Pak Jokowi, Lindungi Anak-anak Ini....
BANDUNG, Kompas.com - Para atlet renang muda Jakarta bukan hanya mengalami beban kota besar, namun juga kurang mendapat perlindungan.
Akhir Desember selalu menjadi puncak kompetisi renang Indoensia dengan digelarnya Kejuaraan Renang Antarperkumpulan se Indonesia (KRAPSI). Ajang ini mempertemukan atlet-atlet renang terbaik perkumpulan renang se Indonesia.
Tahun ini, KRAPSI diadakan di Kolam Renang Universitas Pendidikan Indonesia (UPI), Bandung 27-30 Desember 2012. Bagi PRSI Jawa Barat, ajang ini sekaligus juga menjadi uji coba karena mereka akan menjadi tuan rumah Pekan Olah Raga Nasional (PON) 2016 mendatang.
Tidak tanggung-tanggung, panitia pelaksana menjanjikan mesin pemanas kolam untuk mencapai suhu air sesuai standar Federasi Renang Internasional yaitu 25 derajat celcius. Panitia juga menjanjikan akan menggunakan alat penghitung elektronik untuk menghindarkan kontroversi selisih waktu.
Ajang KRAPSI memang ajang penting buat penentuan peringkat atlet renang, baik secara nasional mau pun provinsi. Baik buruknya hasil di KRAPSI dapat menentukan seorang perenang terpental dari persaingan.
Hal serupa dirasakan pula para perenang asal provinsi DKI Jakarta. Usai PON XVIII/Riau, September lalu, atlet renang DKI "dicekam" dengan isu masuknya atlet-atlet renang asal provinsi luar. Mereka mengincar posisi masuk dalam pelatda DKI dan berkesempatan membela provinsi tersebut di ajang-ajang kompetisi nasional.
Ajang kejuaraan renang antar perkumpulan daerah (KRAPDA) DKI, awal Desember lalu menimbulkan fenomena yang mengkhawatirkan atlet, pelatih mau pun orang tua.
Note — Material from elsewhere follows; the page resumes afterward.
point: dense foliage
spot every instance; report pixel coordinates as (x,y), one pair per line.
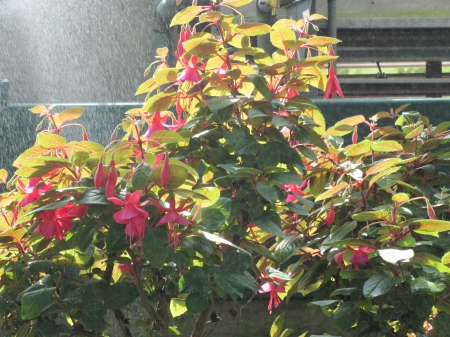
(240,189)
Atlet-atlet renang asal provinsi lain ikut berlomba tanpa mengikuti prosedur atau tata cara kepindahan yang ada.
Fenomena atau kejanggalan itu antara lain berupa perubahan identitas atlet yang berbeda dengan provinsi asalnya. Seperti yang dilakukan oleh atlet renang Eliza Delanira yang berasal dari Bandung, Jawa Barat. Dalam KRAPDA DKI lalu, ia turun atas nama Delanira E atas nama sebuah perkumpulan renang Jakarta.
Padahal penentuan perpindahan atlet cukup jelas. Tiga bulan untuk perpindahan antarklub dalam provinsi dan tiga bulan untuk antarklub antarprovinsi.
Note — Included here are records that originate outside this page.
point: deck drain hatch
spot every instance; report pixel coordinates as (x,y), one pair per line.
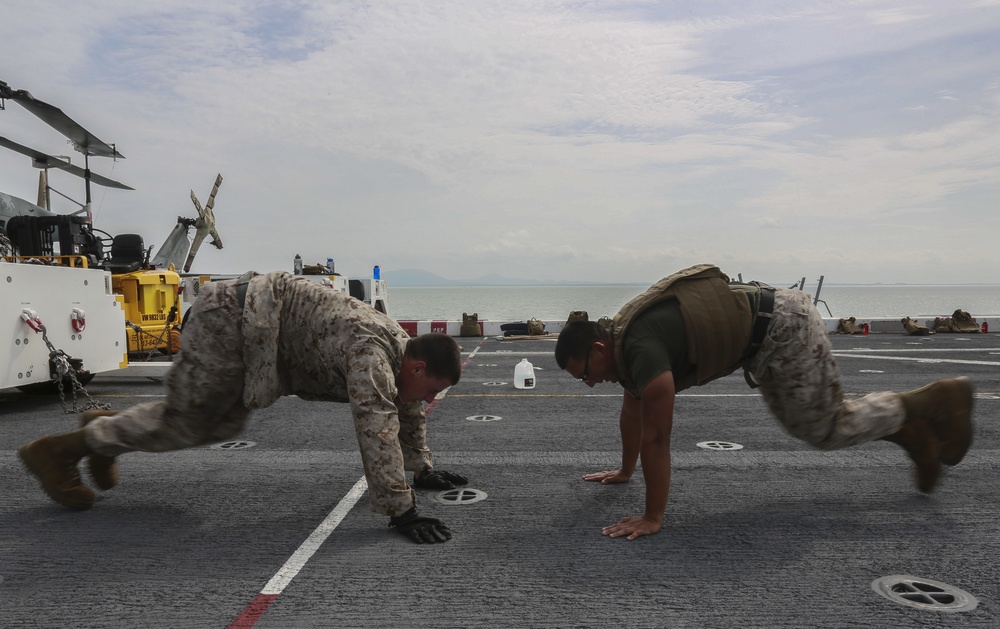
(720,445)
(234,445)
(924,594)
(461,496)
(483,418)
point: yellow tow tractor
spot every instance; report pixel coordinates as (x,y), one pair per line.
(150,289)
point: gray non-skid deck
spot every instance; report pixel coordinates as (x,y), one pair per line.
(774,534)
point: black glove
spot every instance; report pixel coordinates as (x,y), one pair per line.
(438,479)
(420,529)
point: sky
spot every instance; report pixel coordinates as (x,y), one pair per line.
(605,141)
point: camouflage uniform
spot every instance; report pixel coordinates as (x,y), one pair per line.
(292,337)
(800,382)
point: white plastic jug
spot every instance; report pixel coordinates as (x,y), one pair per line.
(524,375)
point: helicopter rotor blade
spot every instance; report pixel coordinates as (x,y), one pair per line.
(44,160)
(84,141)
Penentuan waktu perpindahan ini diditentukan untuk menghargai keberadaan perkumpulan renang sebagai institusi pembina. Adanya waktu 3 hingga 6 bulan ini juga untuk menghindari fenomena "kutu loncat" ketika para perenang berpindah-pindah klub dalam waktu singkat.
Dalam beberapa kasus, pengubahan identitas atlet untuk jangka panjang justru merugikan si atlet. Seperti kasus yang menimpa Bayu Fiendra, 14, atlet layar asal Batam, Kepulauan Riau yang membela DKI Jakarta di PON XVIII/Riau lalu.
Selama PON, Bayu bertanding dengan menggunakan nama Prastio Bayu Nugroho dan meraih medali perunggu sekaligus berhak atas bonus Rp35 juta. Namun di piagam penghargaan PON tertulis nama aslinya, Bayu Fiendra, sesuai nama yang ia sebut ketika ditanya oleh panitia pelaksana PON. Akibat perbedaan nama ini, administrasi pemberian bonus jadi terhambat. (Kompas, Minggu, 9 Desember).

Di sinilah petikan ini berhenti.